Most of the citizenry would much prefer to have the public or private or non-Madrassa-type secular school for their children, but so many times there are no other schools besides the religious Madrassas. These Madrassas are funded by Saudi Arabia cash, and there's a lot of them over there. Greg Mortenson, in his book Three Cups of Tea, talks extensively about this.
D.S.: What is the connection between women's rights and terrorism?
S.C.: Our primary goal is to get these kids a secular education, and then we see what happens when they get it. They're probably going to be teachers and doctors and community people -- organizing people, rather than jihadists, so the primary goal is not to fight terrorism, but that's a very important spinoff.
Most of the women over there pretty much stay at home, do not go out, especially in the rural areas, except to get water, to take care of the fields and so forth, and you talk about women's rights -- this is an amazing place in terms of improving women's rights over the long term. Is it any of our business? I don't know, but I don't think it hurts to teach a child; I just don't see a problem with that, and so whatever comes out of that is probably going to be more a good thing than a bad thing. More education is a better thing. D.S.: What are your goals for the next few years?
S.C.: We're helping about a half a dozen [schools] right now.

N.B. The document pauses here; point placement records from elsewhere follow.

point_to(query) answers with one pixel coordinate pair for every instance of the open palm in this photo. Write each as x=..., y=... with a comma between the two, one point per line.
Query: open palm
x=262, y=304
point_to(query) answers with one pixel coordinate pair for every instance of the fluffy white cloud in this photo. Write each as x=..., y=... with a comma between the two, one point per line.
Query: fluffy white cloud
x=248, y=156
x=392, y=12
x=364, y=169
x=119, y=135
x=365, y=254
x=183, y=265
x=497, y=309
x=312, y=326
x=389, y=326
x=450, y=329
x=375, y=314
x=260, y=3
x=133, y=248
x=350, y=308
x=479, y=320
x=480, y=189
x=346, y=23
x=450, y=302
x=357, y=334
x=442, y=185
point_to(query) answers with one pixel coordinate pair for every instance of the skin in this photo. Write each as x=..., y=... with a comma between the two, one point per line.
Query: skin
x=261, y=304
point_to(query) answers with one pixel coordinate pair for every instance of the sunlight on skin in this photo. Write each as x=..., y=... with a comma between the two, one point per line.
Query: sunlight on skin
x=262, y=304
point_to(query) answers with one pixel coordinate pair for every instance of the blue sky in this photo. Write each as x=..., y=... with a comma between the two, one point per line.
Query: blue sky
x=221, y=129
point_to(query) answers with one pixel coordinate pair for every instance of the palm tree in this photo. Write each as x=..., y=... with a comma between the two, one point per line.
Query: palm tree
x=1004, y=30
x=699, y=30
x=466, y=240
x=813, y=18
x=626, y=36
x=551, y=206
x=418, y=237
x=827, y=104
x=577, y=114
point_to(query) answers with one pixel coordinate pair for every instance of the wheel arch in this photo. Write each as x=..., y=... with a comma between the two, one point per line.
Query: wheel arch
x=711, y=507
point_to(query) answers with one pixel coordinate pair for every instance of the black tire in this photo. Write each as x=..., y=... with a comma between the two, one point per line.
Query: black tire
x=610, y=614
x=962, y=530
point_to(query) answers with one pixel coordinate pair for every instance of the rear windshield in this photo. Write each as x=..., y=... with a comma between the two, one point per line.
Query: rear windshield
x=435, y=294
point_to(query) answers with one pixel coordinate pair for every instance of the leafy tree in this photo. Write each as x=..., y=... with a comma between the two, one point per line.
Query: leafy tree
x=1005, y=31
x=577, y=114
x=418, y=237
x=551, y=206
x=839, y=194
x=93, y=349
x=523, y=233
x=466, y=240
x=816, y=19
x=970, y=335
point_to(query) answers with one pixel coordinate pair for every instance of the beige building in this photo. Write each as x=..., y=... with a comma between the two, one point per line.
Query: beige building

When you walk in the schools, you see about 200 children with faces and names, and you realize you can do this 200 children at a time, and so instead of looking at the vast challenge over there, we are concentrating on maybe the 1,200 kids that we've been able to directly help, and we're just going to try to expand that number over time.
D.S.: How much opposition is there to your efforts in Kashmir? It's a pretty dangerous region.
S.C.: Last year I was in Azad Kashmir; we were literally thrown out by the chief of police on a technicality. One of the biggest problems we have over there is the corruption of the local officials, and I have been repeatedly petitioned to give the money to the government and let them hand it out. It's incredibly corrupt; that money would never get to the children, and because I insist on paying the teachers in cash and helping the school administrators in cash, we're not real popular over there with the local government officials.
However, the prime minister of Azad Kashmir, who we talked to for about 45 minutes last time we were there, is very, very enthusiastic about us being there. He's fighting this bottom-line corruption, too, and some of the higher officials I've met with, President Musharraf, are very, very interested in going in there and doing exactly what we're doing and bringing those children up and families up into a more educated state.
D.S.: What role do U.S relations with Pakistan have on your work, if any?
S.C.: You know it's an interesting question; it's kind of a love-hate relationship. You talk to the average Pakistani, they don't like America at all, but if you talk to them on a one-on-one level, they like Americans. You get that argument all over the world. "We don't like your government and your policies but we like you people," and I think that's probably pretty true. The government that is in power right now, it's an odd government in the sense that it's less religiously fundamentally driven than it was before, and yet it is in disarray; it's very much in disarray. They can't handle what's happening in their northwest territories. The United States keeps pumping cash into the place because it's an ally. ... There's so much corruption, you don't know which way the government is going, and yet there are these kids that need to learn, and our biggest problem are the adults over there and getting the money to the kids and trying to figure out what's going to happen next.